At one time I would've given almost anything to be a late bloomer and not asexual. I wanted so badly to fit in that I would have given up this beautiful part of me in a second. But the more I've grown into this identity, the more I lean into how much it makes up the core of who I am and the less I want to be allosexual.
When I was younger, being different was a burden. When my friends were exploring their sexuality, I was reading books trying to understand what was happening to them. I made jokes, and made up crushes, and talked about how hot actors were, knowing deep inside that a piece of the puzzle was missing for me. Now that I have the gift of getting older, I've realized that I'm not just a late bloomer. Being asexual informs the way I interact with the world, and how I want the world to interact with me. It's freeing to know that about myself.
It took me years to first, find the term "asexual"; second, to apply that term to myself in an unequivocal way; third, to claim a space in the queer community; and fourth, to finally feel proud of my identity. But there are gatekeepers who would love to strip that pride from me, would love to deny me a place in the queer community. Because of this, where Pride should be about celebrating queer identity among my fellow queer siblings, it subsequently becomes a bit fraught.
This was my first year attending NYC Pride. Until this year, I was content to see pictures of friends and the interesting people they encountered, but this year it felt important for me to go in a way that it never has before. I don't know if it's because of the state of the US, or that I found a community of fellow asexuals on Twitter, or that I'm more in tune with queer issues than ever before, or a combination of it all, but I knew I had to be there.
Leading up to the parade, I spent a week making rainbow flower crowns for my friend and me. I bought a t-shirt that says "Ace and Awesome" with a cute axolotl holding the ace pride flag on it. I spent the week before Pride feeling a mixture of excitement and trepidation.
I'm constantly torn between loving who I am and seeing pushback from those who want to exclude me. Before heading out to Pride, someone on Twitter complained about how aces don't belong at Pride because we're "not queer." It hurt. It made me angry. It made me debate whether or not to stay home because I didn't want to experience that pushback in real life.
I went to Pride anyway, but I found ways to make myself smaller in the process.
The flower crowns were rainbows, not the black, purple, gray, and white that make up the ace flag. I kept my t-shirt covered by a sweatshirt until we got there, and then I spent most of my time pressed against the barriers, hiding it. I bought a rainbow flag while we were there, while my friend proudly flew her ace flag.
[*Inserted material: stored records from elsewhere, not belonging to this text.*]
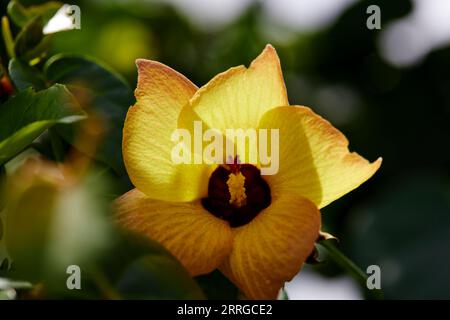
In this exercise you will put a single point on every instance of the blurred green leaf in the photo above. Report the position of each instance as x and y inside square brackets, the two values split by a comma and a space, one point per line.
[405, 229]
[24, 117]
[18, 13]
[157, 277]
[101, 91]
[217, 287]
[54, 221]
[21, 15]
[29, 43]
[140, 268]
[24, 76]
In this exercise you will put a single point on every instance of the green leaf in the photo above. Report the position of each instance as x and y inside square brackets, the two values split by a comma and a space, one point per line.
[157, 277]
[24, 76]
[21, 15]
[217, 287]
[143, 269]
[29, 42]
[24, 117]
[104, 92]
[18, 13]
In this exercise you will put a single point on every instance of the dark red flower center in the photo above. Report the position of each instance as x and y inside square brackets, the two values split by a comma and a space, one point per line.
[237, 193]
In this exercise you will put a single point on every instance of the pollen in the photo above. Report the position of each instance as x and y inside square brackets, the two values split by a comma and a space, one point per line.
[236, 188]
In a sea of fellow queer folk, I wanted people to look at me and see how much I belonged there, too, but I was afraid to claim that space.
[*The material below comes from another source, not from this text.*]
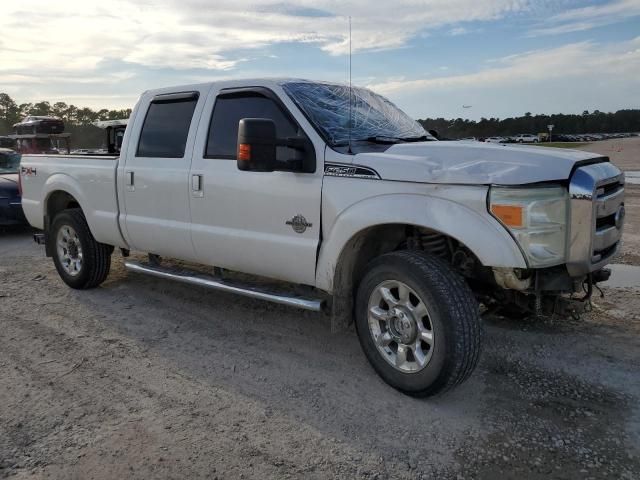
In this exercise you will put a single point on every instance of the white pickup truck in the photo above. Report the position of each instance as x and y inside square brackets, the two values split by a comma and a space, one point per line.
[339, 193]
A woman next to us at the barricade asked my friend about her ace pride flag. I held my breath, wondering if this was going to be the moment when hate was spewed, but the other woman just nodded when my friend explained what it was for. The woman's sunglasses hid what she was thinking, and I wished I could see her eyes. I wanted to see acceptance reflected in them. All I got was a simple nod.
It's hard to have conversations about asexuality in real life, because when people hear "asexual," their minds automatically go to the act of sex. It's hard to get someone to understand the absence of a feeling, especially when that feeling is assumed to be universal. People get defensive, dismissive, un-hearing. It's especially difficult because sex, particularly queer sex, is vilified by society, and when there is someone standing in front of them, challenging the universality of sexual attraction, not everyone wants to listen.
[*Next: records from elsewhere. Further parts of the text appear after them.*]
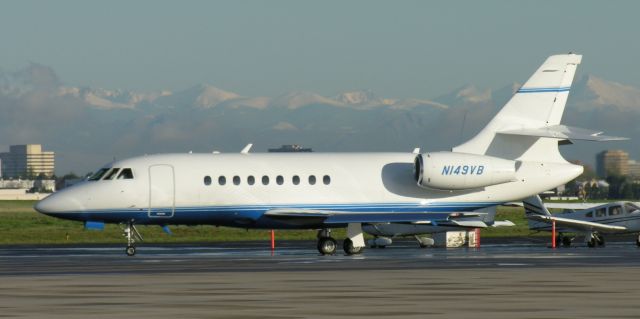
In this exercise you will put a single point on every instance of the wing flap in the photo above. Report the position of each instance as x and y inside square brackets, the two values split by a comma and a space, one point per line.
[339, 217]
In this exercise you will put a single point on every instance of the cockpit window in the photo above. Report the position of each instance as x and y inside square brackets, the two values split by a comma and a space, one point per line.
[126, 173]
[98, 175]
[112, 173]
[615, 210]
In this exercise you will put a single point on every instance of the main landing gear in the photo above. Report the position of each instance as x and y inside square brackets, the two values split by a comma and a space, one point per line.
[563, 240]
[132, 234]
[326, 244]
[352, 245]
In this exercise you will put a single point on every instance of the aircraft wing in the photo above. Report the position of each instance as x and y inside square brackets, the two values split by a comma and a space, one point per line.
[576, 224]
[574, 206]
[339, 217]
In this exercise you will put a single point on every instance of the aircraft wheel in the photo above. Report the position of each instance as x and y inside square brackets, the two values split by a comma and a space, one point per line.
[327, 245]
[131, 250]
[600, 240]
[349, 249]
We didn't stay for the entire parade, but during the time we were there, I only saw one ace person marching in a musical group. She had "asexy" written on her arm. I don't know what that word means to her, but to me it's another way for aces to make themselves smaller, to try to fit into a world that prizes sex more than almost anything. I know there are some aces who love applying that term to themselves, but it was a punch in my gut that the only ace person I saw was sporting it.
My friend and I screamed and waved our flags at her as she banged her drum on her way past. She smiled at us, the fatigue of marching evident on her face. I had the strange urge to hug her, to tell her that she's not alone. Then, she was gone.
According to Anthony Bogaert, a psychology professor and researcher at Brock University in Ontario, Canada, an estimated 1% of the world's population is asexual. This seems like both a huge number and also too few to be densely populated in any one area. I'm lucky that I know at least four aces in real life. To have found those four friends, to be able to talk and text and hang out with them, is a real blessing. I don't know that I would have found the courage to attend Pride without them.
Community is incredibly important, especially when you're part of a marginalized group. That's the idealistic side of Pride; it's a vibrant celebration of everything that binds us together despite our differences. We're all part of this beautiful mélange of identities; we should be supporting one another, accepting one another, lifting one another up.
I was almost too afraid to attend Pride, despite desperately wanting to go. My fellow queer friends talked me through the choices, helped me make a decision, and then supported me. The love that surrounds me every day, from friends and from strangers on the internet standing up for and including aces in their discussions, is a gentle reminder that gatekeepers yell louder because they are fewer.
I'm glad I went to Pride this year. I'm glad the experience was such a great one despite being nervous about it. And I look forward to attending again next year.
I've seen the best of what we can be, and it gives me hope.